The government's focus would be on implementing local lockdowns in cases of specific outbreaks, he added.

Analysis

By Stephen Walker, BBC News NI Political Correspondent

The news that the executive is to relax travel regulations comes as no surprise, but the move is not risk-free.

Other parts of the UK have agreed to relaxations and, after lengthy consultations between medical experts and ministers, Northern Ireland's rules will now look very similar.

The news will be greeted well by the travel industry who felt that the original 14 day period for travellers outside the Common Travel Area was a hindrance.

Some within the transport sector in Northern Ireland were also critical of the time the Executive took to make this decision.

Earlier this week, Belfast International Airport's Graham Keddie accused Stormont ministers of "dithering". He will be pleased that change is on the way.

These moves are all part of the slow move out of lockdown but as ever the situation will be watched closely.

It does not mean that today's changes are permanent - officials and ministers have both said the changes need to be monitored.

There are still concerns that there could be local Covid 19 outbreaks which England is experiencing and fears that poor social distancing could see the R number rise.

However, despite such fears today is being billed as a good day in the fight against Coronavirus.
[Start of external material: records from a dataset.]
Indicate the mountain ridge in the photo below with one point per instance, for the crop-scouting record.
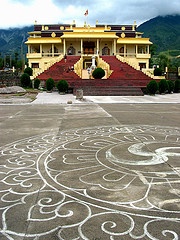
(162, 31)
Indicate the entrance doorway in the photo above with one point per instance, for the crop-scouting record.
(88, 47)
(142, 65)
(106, 51)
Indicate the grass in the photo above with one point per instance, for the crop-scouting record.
(19, 94)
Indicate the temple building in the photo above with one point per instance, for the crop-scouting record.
(87, 46)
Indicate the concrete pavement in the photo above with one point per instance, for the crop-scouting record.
(56, 98)
(90, 171)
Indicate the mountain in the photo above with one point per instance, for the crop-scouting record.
(163, 32)
(11, 40)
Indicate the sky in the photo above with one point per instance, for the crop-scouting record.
(19, 13)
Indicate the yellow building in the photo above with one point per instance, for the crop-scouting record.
(48, 44)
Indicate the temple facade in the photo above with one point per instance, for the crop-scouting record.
(48, 44)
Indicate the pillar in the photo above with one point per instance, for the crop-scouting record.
(81, 46)
(93, 62)
(41, 49)
(52, 49)
(64, 52)
(97, 47)
(125, 50)
(115, 47)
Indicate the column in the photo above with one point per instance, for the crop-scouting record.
(136, 49)
(125, 50)
(81, 46)
(97, 47)
(41, 49)
(52, 49)
(64, 52)
(115, 47)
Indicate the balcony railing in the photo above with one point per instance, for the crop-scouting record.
(137, 55)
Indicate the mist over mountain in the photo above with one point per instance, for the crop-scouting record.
(162, 31)
(12, 38)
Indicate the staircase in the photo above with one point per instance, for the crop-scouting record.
(60, 70)
(123, 70)
(123, 81)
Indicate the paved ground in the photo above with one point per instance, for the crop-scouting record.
(90, 171)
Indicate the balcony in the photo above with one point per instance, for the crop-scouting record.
(143, 55)
(40, 55)
(34, 55)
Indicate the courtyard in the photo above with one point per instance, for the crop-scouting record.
(90, 171)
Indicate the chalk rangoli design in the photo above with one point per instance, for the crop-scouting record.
(96, 183)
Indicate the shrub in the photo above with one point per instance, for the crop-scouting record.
(50, 84)
(177, 86)
(171, 86)
(98, 73)
(62, 86)
(29, 71)
(36, 83)
(163, 86)
(152, 87)
(25, 80)
(157, 72)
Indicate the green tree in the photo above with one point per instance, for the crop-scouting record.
(98, 73)
(25, 80)
(29, 71)
(1, 63)
(163, 86)
(162, 61)
(36, 83)
(50, 84)
(152, 87)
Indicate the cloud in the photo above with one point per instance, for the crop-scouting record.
(26, 2)
(65, 11)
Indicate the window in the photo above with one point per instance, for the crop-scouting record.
(35, 65)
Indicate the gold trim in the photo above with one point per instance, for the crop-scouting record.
(53, 35)
(123, 35)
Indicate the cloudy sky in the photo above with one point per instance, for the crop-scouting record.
(17, 13)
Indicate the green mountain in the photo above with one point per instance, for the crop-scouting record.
(164, 32)
(11, 40)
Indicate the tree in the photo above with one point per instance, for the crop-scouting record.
(163, 86)
(25, 80)
(162, 60)
(36, 83)
(152, 87)
(29, 71)
(1, 63)
(171, 86)
(98, 73)
(50, 84)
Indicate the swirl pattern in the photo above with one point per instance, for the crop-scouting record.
(95, 183)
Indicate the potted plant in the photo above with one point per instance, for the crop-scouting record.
(98, 73)
(62, 86)
(50, 84)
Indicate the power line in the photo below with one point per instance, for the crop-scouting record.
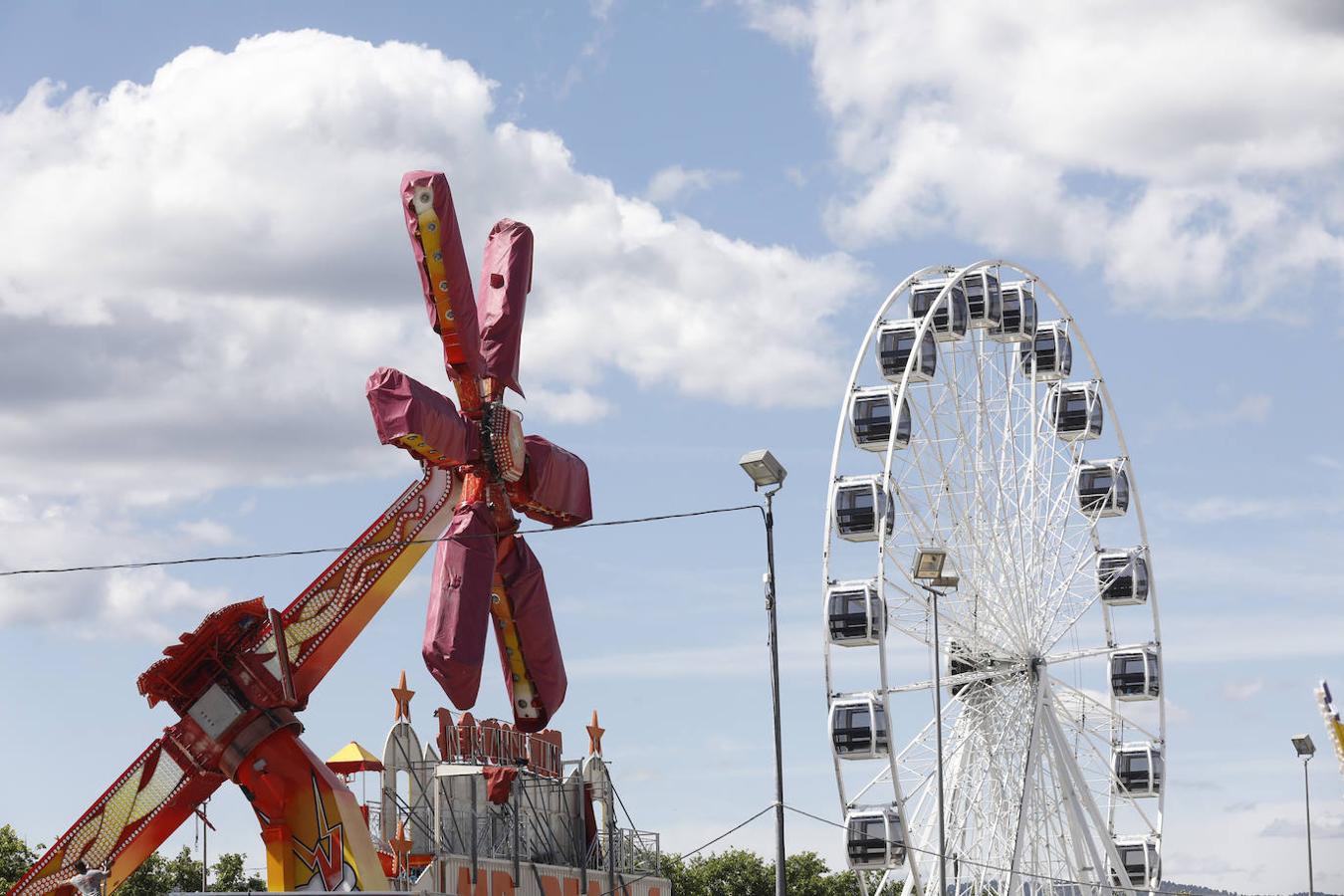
(269, 555)
(971, 861)
(698, 849)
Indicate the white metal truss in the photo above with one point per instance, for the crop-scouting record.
(1029, 719)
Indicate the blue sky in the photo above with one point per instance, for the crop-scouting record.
(722, 195)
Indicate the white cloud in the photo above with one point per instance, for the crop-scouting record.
(1329, 826)
(675, 181)
(1248, 408)
(125, 603)
(200, 272)
(1202, 171)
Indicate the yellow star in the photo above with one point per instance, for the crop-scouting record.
(403, 700)
(595, 737)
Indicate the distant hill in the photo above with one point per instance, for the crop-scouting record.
(1195, 889)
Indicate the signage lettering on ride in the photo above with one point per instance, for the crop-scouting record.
(498, 743)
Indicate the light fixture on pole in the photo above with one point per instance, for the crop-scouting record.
(769, 474)
(929, 575)
(1305, 750)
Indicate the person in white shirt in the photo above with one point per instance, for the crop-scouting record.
(88, 883)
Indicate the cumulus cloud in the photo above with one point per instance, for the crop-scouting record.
(199, 273)
(1193, 152)
(675, 181)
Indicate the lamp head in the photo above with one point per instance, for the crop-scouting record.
(929, 563)
(764, 469)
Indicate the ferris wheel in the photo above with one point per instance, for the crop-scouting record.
(984, 533)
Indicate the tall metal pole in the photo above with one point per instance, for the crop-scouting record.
(1306, 788)
(775, 693)
(204, 848)
(937, 703)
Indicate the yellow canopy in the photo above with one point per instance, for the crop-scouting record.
(352, 758)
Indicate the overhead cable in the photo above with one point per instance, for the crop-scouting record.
(268, 555)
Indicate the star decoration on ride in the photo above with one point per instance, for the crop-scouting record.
(481, 568)
(595, 733)
(403, 699)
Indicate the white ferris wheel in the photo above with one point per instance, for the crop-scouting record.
(984, 531)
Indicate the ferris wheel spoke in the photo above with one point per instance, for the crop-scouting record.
(1113, 716)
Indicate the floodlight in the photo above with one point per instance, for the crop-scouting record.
(764, 469)
(1304, 746)
(929, 564)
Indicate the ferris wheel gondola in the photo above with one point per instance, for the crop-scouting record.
(988, 434)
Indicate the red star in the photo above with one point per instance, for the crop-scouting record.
(403, 700)
(595, 737)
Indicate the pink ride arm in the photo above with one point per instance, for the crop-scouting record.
(502, 299)
(526, 585)
(554, 488)
(414, 416)
(445, 280)
(322, 622)
(460, 604)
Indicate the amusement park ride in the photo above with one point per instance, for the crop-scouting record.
(239, 680)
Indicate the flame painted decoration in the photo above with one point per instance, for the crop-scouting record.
(239, 680)
(481, 568)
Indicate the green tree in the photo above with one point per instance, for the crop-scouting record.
(150, 879)
(15, 857)
(808, 875)
(183, 872)
(740, 872)
(227, 876)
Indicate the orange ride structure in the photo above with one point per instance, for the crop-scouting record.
(241, 679)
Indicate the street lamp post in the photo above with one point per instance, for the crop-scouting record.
(1305, 749)
(768, 473)
(928, 573)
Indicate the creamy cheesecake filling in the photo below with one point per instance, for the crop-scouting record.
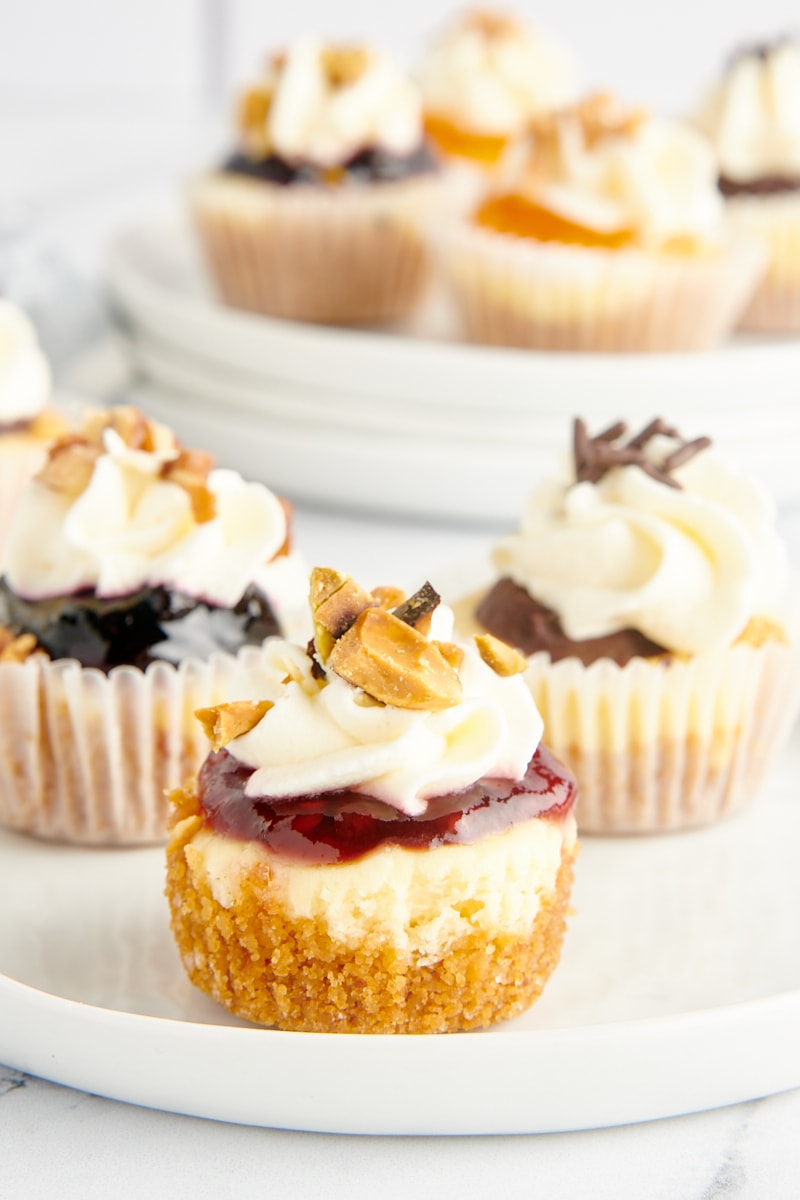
(421, 903)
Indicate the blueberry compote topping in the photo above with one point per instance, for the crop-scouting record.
(149, 625)
(338, 827)
(366, 167)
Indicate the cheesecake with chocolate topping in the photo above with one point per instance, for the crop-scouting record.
(752, 117)
(647, 588)
(377, 843)
(139, 571)
(319, 214)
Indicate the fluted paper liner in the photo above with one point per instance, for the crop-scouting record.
(519, 293)
(775, 222)
(667, 744)
(88, 757)
(343, 255)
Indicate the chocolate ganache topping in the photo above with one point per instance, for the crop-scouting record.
(512, 615)
(371, 166)
(510, 612)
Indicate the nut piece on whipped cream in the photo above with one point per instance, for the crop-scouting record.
(223, 723)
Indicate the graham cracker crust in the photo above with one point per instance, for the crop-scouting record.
(268, 966)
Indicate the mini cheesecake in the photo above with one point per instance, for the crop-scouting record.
(368, 906)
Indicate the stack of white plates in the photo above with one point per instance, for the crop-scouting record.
(411, 420)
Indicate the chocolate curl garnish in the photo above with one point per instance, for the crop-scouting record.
(595, 456)
(419, 606)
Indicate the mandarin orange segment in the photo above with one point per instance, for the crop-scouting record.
(459, 143)
(524, 219)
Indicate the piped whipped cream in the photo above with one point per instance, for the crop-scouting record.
(752, 115)
(324, 735)
(324, 105)
(687, 567)
(489, 75)
(24, 372)
(607, 168)
(130, 527)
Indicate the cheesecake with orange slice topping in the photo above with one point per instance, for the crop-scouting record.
(605, 232)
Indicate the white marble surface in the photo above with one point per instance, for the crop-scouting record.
(64, 1144)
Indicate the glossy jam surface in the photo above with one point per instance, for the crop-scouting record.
(371, 166)
(767, 185)
(524, 219)
(512, 615)
(149, 625)
(340, 827)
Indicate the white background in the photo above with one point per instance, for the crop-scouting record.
(164, 58)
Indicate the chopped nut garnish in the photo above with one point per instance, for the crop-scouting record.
(395, 664)
(419, 607)
(504, 659)
(599, 117)
(191, 471)
(16, 648)
(223, 723)
(336, 600)
(70, 465)
(492, 24)
(388, 597)
(452, 654)
(344, 64)
(252, 120)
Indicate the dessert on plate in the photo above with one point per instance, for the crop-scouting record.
(320, 213)
(647, 586)
(606, 232)
(752, 117)
(485, 78)
(377, 843)
(28, 425)
(127, 592)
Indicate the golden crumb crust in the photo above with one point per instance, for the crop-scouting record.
(269, 966)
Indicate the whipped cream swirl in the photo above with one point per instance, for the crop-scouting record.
(24, 371)
(686, 567)
(752, 115)
(323, 738)
(130, 528)
(316, 117)
(655, 179)
(492, 75)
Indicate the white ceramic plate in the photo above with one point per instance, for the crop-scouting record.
(678, 990)
(482, 423)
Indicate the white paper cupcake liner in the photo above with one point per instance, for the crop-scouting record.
(519, 293)
(88, 757)
(330, 255)
(665, 745)
(20, 459)
(774, 221)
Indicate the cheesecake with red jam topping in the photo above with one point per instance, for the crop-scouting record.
(377, 843)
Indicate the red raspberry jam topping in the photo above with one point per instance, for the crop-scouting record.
(342, 826)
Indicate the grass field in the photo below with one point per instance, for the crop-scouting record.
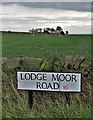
(45, 104)
(40, 46)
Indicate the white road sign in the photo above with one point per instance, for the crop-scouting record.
(48, 81)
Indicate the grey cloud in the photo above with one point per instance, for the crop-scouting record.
(78, 6)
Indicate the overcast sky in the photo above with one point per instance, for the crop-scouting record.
(72, 16)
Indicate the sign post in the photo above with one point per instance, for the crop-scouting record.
(48, 81)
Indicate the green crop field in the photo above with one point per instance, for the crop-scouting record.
(40, 46)
(45, 104)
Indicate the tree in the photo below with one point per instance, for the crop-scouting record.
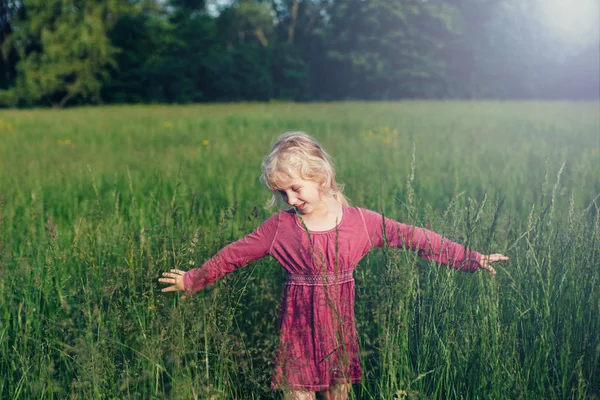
(8, 11)
(64, 49)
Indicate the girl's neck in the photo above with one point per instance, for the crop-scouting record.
(325, 217)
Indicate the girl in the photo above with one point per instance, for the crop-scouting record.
(318, 241)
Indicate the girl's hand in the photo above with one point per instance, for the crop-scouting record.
(486, 262)
(175, 277)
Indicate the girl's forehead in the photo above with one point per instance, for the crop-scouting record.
(285, 181)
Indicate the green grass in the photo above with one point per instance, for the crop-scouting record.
(87, 226)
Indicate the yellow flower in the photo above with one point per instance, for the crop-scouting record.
(66, 142)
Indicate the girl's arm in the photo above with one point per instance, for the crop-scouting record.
(428, 244)
(231, 257)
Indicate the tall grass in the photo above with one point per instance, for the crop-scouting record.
(96, 202)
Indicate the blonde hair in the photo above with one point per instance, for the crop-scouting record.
(299, 153)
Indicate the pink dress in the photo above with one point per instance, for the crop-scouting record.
(318, 344)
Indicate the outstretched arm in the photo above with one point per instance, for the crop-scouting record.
(233, 256)
(426, 243)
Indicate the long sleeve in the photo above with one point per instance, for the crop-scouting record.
(233, 256)
(428, 244)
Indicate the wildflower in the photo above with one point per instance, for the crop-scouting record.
(66, 142)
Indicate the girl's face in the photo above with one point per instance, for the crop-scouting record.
(304, 195)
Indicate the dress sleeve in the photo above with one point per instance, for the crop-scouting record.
(233, 256)
(428, 244)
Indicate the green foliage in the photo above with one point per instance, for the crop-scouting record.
(183, 51)
(96, 202)
(64, 50)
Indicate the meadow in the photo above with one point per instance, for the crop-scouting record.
(96, 202)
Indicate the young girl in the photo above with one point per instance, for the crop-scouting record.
(319, 242)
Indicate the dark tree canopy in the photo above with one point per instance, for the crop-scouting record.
(62, 52)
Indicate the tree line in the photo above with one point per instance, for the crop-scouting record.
(69, 52)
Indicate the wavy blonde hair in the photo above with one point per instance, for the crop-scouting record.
(297, 153)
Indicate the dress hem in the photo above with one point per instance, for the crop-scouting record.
(313, 388)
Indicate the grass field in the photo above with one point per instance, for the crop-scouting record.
(96, 202)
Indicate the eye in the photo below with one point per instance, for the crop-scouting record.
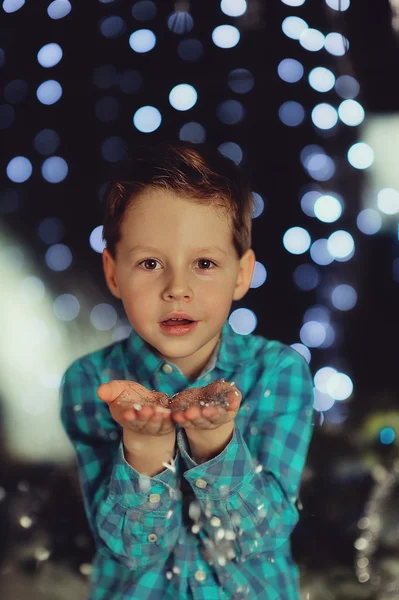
(153, 260)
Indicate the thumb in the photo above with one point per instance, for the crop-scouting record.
(109, 391)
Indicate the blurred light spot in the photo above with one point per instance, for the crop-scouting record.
(369, 221)
(312, 40)
(340, 244)
(49, 55)
(7, 116)
(58, 257)
(360, 155)
(233, 8)
(225, 36)
(308, 201)
(293, 27)
(324, 116)
(340, 5)
(46, 141)
(344, 297)
(51, 230)
(291, 113)
(351, 113)
(258, 205)
(230, 112)
(321, 79)
(96, 241)
(103, 317)
(190, 49)
(231, 150)
(32, 290)
(312, 334)
(9, 201)
(16, 91)
(320, 253)
(49, 92)
(54, 169)
(241, 81)
(144, 10)
(243, 321)
(327, 209)
(10, 6)
(114, 149)
(387, 435)
(388, 201)
(296, 240)
(259, 275)
(303, 351)
(130, 81)
(112, 27)
(107, 109)
(347, 86)
(183, 96)
(306, 277)
(147, 119)
(339, 386)
(336, 44)
(19, 169)
(142, 40)
(290, 70)
(66, 307)
(59, 9)
(180, 22)
(322, 402)
(322, 377)
(192, 132)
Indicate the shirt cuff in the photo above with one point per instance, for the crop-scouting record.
(221, 476)
(135, 490)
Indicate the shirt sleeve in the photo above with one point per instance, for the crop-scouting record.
(253, 495)
(136, 517)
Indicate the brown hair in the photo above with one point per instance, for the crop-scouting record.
(197, 172)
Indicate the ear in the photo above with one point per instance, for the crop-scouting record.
(244, 277)
(109, 267)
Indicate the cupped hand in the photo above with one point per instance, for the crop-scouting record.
(206, 407)
(136, 408)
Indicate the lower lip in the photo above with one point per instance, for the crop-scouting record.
(178, 329)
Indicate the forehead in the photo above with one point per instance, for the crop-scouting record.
(160, 214)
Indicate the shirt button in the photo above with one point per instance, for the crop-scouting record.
(200, 575)
(201, 483)
(154, 498)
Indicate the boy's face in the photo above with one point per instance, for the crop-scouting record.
(178, 280)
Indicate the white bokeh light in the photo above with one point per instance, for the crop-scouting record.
(324, 116)
(243, 321)
(183, 97)
(360, 155)
(321, 79)
(340, 244)
(49, 55)
(388, 201)
(327, 209)
(225, 36)
(147, 119)
(369, 221)
(296, 240)
(142, 40)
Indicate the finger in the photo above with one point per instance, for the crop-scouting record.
(111, 390)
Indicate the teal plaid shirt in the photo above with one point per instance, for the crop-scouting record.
(218, 530)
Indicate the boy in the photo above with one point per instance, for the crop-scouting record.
(190, 438)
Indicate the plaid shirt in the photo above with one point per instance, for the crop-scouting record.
(217, 530)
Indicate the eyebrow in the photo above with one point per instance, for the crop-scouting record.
(153, 249)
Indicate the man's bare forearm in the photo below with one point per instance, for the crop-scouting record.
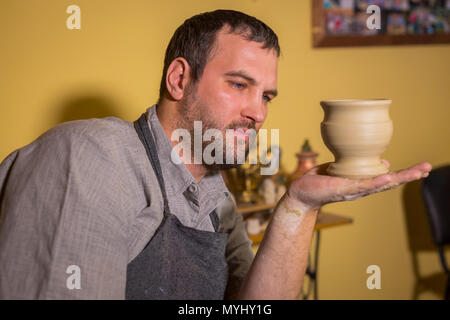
(279, 266)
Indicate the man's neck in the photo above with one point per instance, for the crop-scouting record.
(167, 113)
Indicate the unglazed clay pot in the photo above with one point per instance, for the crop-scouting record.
(357, 132)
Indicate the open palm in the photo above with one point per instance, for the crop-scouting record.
(315, 188)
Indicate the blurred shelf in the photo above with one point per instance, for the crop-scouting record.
(242, 209)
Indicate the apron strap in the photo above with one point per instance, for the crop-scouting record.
(145, 135)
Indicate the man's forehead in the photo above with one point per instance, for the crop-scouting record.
(226, 38)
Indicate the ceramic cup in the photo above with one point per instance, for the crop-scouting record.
(357, 132)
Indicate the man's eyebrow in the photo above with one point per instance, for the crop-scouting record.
(242, 75)
(252, 81)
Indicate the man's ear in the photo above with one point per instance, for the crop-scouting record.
(177, 78)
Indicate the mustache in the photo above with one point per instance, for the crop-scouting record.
(242, 124)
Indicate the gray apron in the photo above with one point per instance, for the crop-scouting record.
(178, 262)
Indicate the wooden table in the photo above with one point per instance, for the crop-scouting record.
(324, 220)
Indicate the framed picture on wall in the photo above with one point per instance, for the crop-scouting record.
(339, 23)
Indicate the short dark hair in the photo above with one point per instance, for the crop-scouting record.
(194, 39)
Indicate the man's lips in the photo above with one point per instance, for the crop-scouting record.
(241, 133)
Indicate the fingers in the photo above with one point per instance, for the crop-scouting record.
(320, 169)
(387, 181)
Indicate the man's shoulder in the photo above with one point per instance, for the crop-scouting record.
(101, 129)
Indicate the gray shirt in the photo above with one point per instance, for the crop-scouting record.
(84, 194)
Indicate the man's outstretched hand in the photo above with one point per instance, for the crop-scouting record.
(315, 189)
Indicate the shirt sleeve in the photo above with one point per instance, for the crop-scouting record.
(62, 224)
(239, 253)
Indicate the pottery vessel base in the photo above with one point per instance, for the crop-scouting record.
(357, 170)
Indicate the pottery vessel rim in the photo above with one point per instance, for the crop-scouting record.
(356, 102)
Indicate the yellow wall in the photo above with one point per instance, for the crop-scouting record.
(112, 66)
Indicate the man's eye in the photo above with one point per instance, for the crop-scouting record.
(267, 98)
(238, 85)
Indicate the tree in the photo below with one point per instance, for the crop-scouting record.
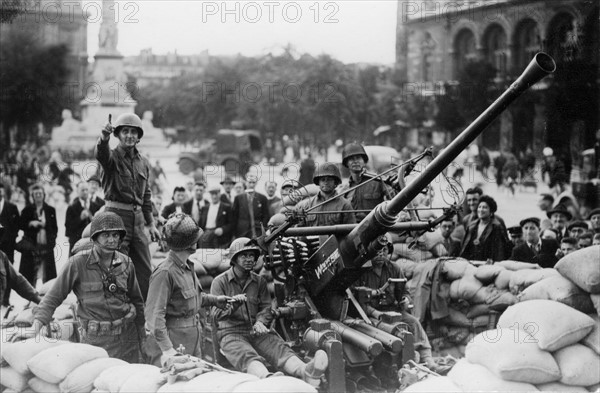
(33, 79)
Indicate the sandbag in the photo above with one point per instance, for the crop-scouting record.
(583, 268)
(592, 340)
(559, 387)
(281, 384)
(525, 278)
(455, 269)
(474, 377)
(596, 302)
(517, 265)
(487, 273)
(111, 379)
(458, 318)
(465, 288)
(579, 365)
(11, 379)
(503, 279)
(17, 354)
(146, 381)
(513, 355)
(553, 325)
(54, 364)
(434, 384)
(41, 386)
(559, 289)
(81, 379)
Another small step - as Northern Ireland looks towards life after lockdown.

Taoiseach visit postponed

The first minister also said Taoiseach (Irish PM) Micheál Martin will visit Stormont next Thursday.

Mrs Foster said she did not want to get into speculation about why the trip, which was originally reported to take place today, had been postponed.

Image copyright PA Media
Image caption Micheál Martin is set to make his first visit to Stormont since becoming taoiseach

She said she wanted to work with Mr Martin on "matters of mutual concern" and how they could work together to protect both Northern Ireland and the Republic of Ireland from coronavirus.

In the Republic of Ireland, official government advice against all non-essential travel is to remain in place until 20 July.

The Irish government had planned to publish a "green" list of countries.

However, concern about surges of the virus in other countries prompted health advice that those restrictions should remain in place.